Babies usually appear normal at birth but develop neurologic and other symptoms by the age of 3 to 6 months. Type 2 is almost always apparent by 6 months of age. Most children die by the age of one and 90% by the age of two. However in the remaining 10%, the course of the disease may be prolonged over a number of years.
Signs and symptoms include failure to thrive, rigidity of the neck and limbs (hypertonia), head held awkwardly, lockjaw (trismus), squinting (strabismus) and difficulty in swallowing. Other difficulties include throat (laryngeal) spasm, seizures and a failure to shake off colds and virus infections. The spleen and liver often become very enlarged with accompanying low blood counts. The lungs may also be affected and the bones show signs of disease. The baby may eventually 'switch off', not reacting to parents or stimulus, for a period before death.
The Cause of Type 2 Gauchers disease
Gauchers disease is an inherited disorder.

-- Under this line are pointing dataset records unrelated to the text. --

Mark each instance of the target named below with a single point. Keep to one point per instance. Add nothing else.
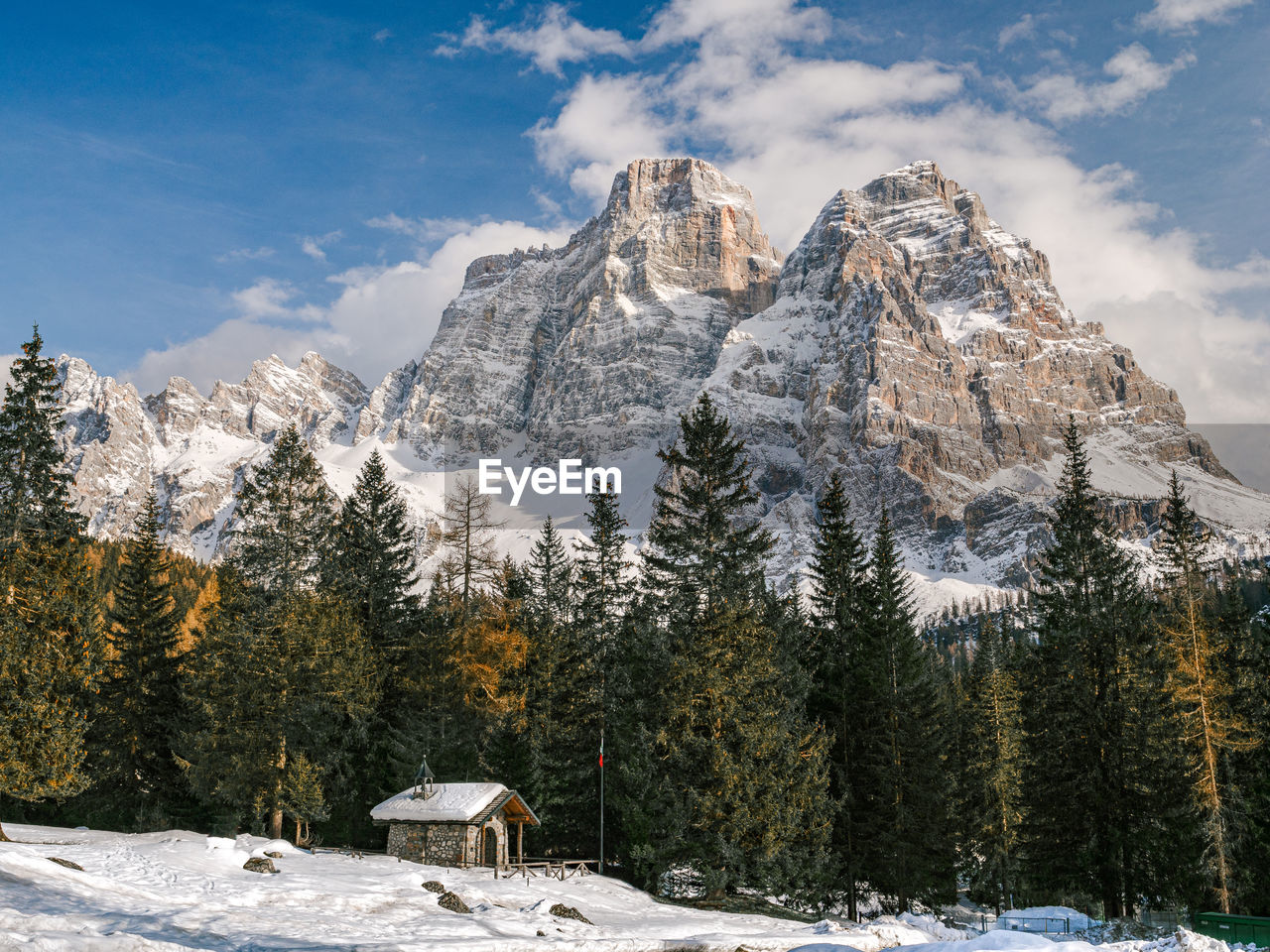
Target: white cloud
(422, 230)
(1184, 14)
(554, 39)
(316, 246)
(245, 254)
(797, 130)
(1025, 28)
(1134, 73)
(751, 27)
(381, 317)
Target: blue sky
(190, 186)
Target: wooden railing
(548, 869)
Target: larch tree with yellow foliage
(1202, 688)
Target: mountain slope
(908, 340)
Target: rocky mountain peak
(659, 185)
(910, 343)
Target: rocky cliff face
(190, 448)
(908, 341)
(925, 352)
(592, 347)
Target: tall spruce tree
(375, 563)
(35, 483)
(51, 651)
(1083, 828)
(140, 705)
(905, 757)
(375, 571)
(1201, 684)
(285, 520)
(572, 679)
(993, 770)
(839, 607)
(701, 551)
(738, 772)
(282, 669)
(550, 571)
(272, 679)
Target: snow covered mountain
(908, 340)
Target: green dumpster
(1246, 929)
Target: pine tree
(570, 694)
(285, 517)
(35, 484)
(51, 651)
(375, 563)
(282, 667)
(550, 571)
(375, 571)
(51, 658)
(993, 770)
(1083, 829)
(737, 771)
(140, 705)
(1207, 725)
(903, 758)
(839, 606)
(272, 678)
(699, 551)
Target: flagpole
(601, 801)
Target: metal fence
(1042, 924)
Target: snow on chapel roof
(449, 802)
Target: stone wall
(447, 843)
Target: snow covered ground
(180, 890)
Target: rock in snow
(908, 341)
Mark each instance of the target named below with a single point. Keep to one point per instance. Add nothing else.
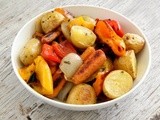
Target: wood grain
(16, 103)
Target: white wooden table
(16, 103)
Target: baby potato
(127, 62)
(133, 42)
(51, 20)
(38, 27)
(82, 37)
(30, 51)
(117, 83)
(82, 94)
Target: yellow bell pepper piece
(43, 74)
(26, 72)
(84, 21)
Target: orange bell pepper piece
(98, 84)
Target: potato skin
(51, 20)
(117, 83)
(30, 51)
(133, 42)
(82, 94)
(128, 63)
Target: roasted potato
(82, 37)
(30, 51)
(82, 94)
(117, 83)
(38, 26)
(107, 66)
(133, 42)
(51, 20)
(128, 63)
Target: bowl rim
(73, 106)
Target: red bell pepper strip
(116, 27)
(48, 53)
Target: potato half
(82, 94)
(133, 42)
(128, 63)
(117, 83)
(30, 51)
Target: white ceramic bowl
(144, 57)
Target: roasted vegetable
(133, 42)
(63, 48)
(48, 53)
(87, 53)
(84, 21)
(43, 74)
(116, 27)
(30, 51)
(109, 37)
(65, 91)
(82, 94)
(82, 37)
(117, 83)
(57, 89)
(49, 37)
(26, 72)
(128, 63)
(89, 67)
(51, 20)
(69, 65)
(65, 30)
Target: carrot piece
(87, 53)
(89, 67)
(53, 69)
(57, 89)
(109, 37)
(56, 75)
(98, 84)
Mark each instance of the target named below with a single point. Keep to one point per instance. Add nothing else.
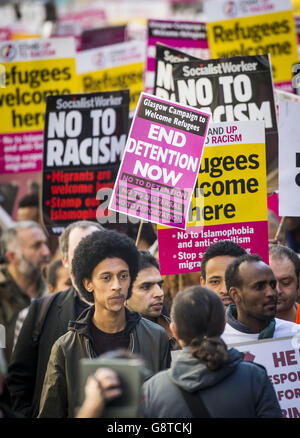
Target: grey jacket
(239, 390)
(61, 385)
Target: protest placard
(165, 57)
(281, 358)
(229, 200)
(113, 67)
(238, 88)
(243, 28)
(84, 139)
(34, 69)
(161, 162)
(289, 158)
(188, 36)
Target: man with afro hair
(105, 264)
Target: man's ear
(88, 285)
(11, 257)
(234, 293)
(174, 333)
(202, 281)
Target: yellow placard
(231, 186)
(116, 78)
(258, 35)
(22, 101)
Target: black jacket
(29, 361)
(61, 385)
(239, 389)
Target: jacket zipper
(89, 349)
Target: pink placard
(187, 36)
(21, 152)
(182, 251)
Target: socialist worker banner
(161, 162)
(84, 139)
(187, 36)
(232, 89)
(165, 57)
(229, 200)
(34, 69)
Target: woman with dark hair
(207, 379)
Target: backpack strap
(42, 313)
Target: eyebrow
(109, 272)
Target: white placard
(281, 358)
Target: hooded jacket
(238, 390)
(61, 385)
(27, 369)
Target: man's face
(257, 297)
(215, 277)
(109, 283)
(75, 236)
(287, 282)
(34, 252)
(147, 293)
(28, 214)
(63, 281)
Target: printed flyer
(187, 36)
(232, 89)
(84, 138)
(34, 69)
(161, 162)
(113, 67)
(229, 200)
(243, 28)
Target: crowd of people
(101, 294)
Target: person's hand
(100, 388)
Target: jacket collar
(231, 319)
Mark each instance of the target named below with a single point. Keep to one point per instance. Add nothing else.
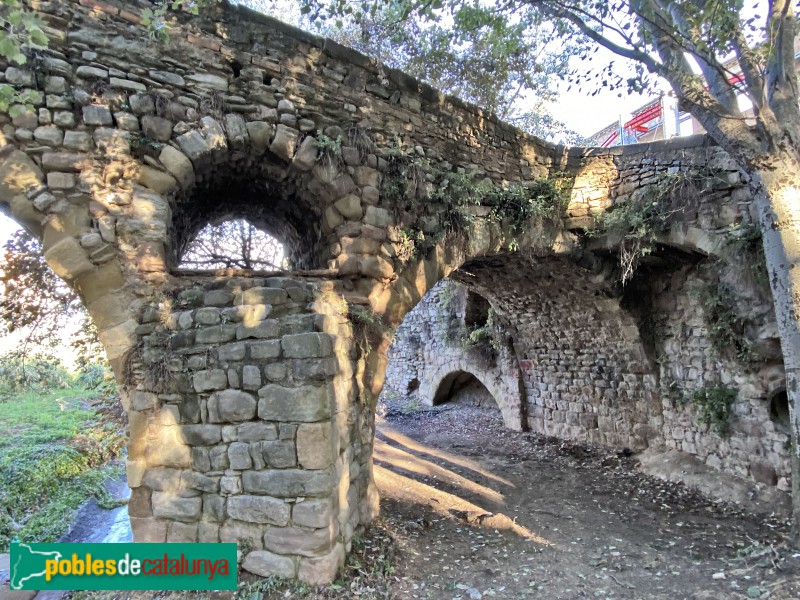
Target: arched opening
(234, 244)
(262, 215)
(779, 411)
(464, 389)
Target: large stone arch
(504, 389)
(249, 392)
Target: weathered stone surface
(296, 540)
(304, 403)
(229, 406)
(260, 134)
(349, 207)
(239, 456)
(169, 506)
(307, 345)
(157, 128)
(321, 570)
(287, 483)
(314, 445)
(313, 513)
(201, 435)
(259, 509)
(306, 156)
(256, 432)
(179, 165)
(263, 295)
(267, 564)
(285, 142)
(68, 259)
(213, 379)
(96, 114)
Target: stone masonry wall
(429, 346)
(244, 426)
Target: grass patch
(54, 454)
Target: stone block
(251, 377)
(322, 570)
(208, 533)
(169, 506)
(157, 128)
(240, 532)
(18, 175)
(260, 134)
(78, 140)
(143, 400)
(313, 513)
(378, 217)
(195, 147)
(259, 509)
(265, 329)
(232, 352)
(298, 540)
(257, 432)
(239, 456)
(279, 454)
(263, 295)
(182, 533)
(350, 207)
(267, 564)
(149, 530)
(307, 345)
(158, 181)
(201, 435)
(177, 163)
(216, 334)
(306, 156)
(314, 445)
(285, 142)
(230, 406)
(236, 130)
(212, 379)
(95, 114)
(288, 483)
(67, 259)
(305, 403)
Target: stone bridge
(251, 396)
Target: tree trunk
(776, 186)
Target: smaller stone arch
(505, 387)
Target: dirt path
(480, 511)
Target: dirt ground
(480, 511)
(472, 510)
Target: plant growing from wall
(744, 251)
(634, 226)
(329, 153)
(726, 328)
(713, 404)
(483, 339)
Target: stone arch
(127, 137)
(504, 389)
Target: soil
(472, 510)
(480, 511)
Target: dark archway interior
(464, 388)
(262, 194)
(779, 410)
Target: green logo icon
(123, 566)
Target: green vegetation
(452, 196)
(713, 404)
(56, 442)
(726, 328)
(483, 338)
(635, 225)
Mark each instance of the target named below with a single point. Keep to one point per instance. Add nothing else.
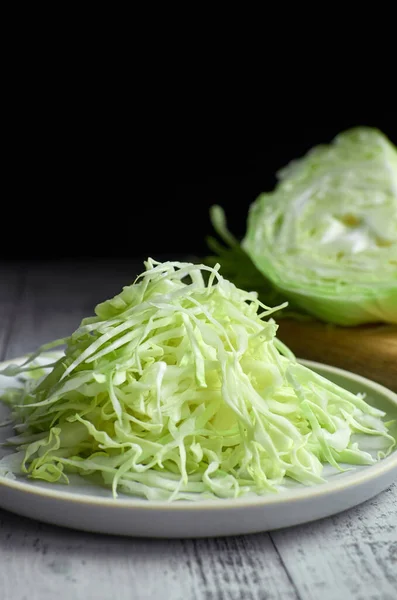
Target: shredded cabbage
(326, 237)
(178, 388)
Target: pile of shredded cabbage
(179, 389)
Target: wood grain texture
(370, 351)
(352, 556)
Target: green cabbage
(326, 237)
(178, 388)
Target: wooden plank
(42, 562)
(369, 350)
(349, 556)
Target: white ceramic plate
(84, 506)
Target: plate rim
(296, 494)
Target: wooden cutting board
(370, 350)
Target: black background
(96, 192)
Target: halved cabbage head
(326, 237)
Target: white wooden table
(352, 555)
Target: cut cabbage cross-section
(178, 388)
(326, 237)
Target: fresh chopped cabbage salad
(178, 389)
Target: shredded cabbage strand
(178, 388)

Children with Type 2 lack an important enzyme called glucocerebrosidase. This enzyme deficiency results in the accumulation of a fatty substance (glucocerebroside) which is normally produced during the recycling of cells in the body but is then broken down by the enzyme.
The human body contains specialised cells called macrophages. Macrophages contain lysosomes where enzymes degrade worn-out cells into simple molecules for recycling. The enzyme glucocerebrosidase is located within the lysosomes and is responsible for breaking down glucocerebroside into glucose and a fat called ceramide.
Babies with Type 2 Gauchers disease lack the normal form of the glucocerebrosidase enzyme and are unable to break down glucocerebroside. Instead, the glucocerebroside remains stored within the macrophages, preventing them from functioning normally. Enlarged macrophages, containing undigested glucocerebroside, are called Gauchers cells. These cells are the hallmark of the disease and will be found in the bone marrow, spleen, liver and brain.
Type 2 Gauchers disease is quite distinct from the chronic non-neurological Type 1 and once a proper diagnosis has been made, no neurological features will develop in the more usual chronic Type 1.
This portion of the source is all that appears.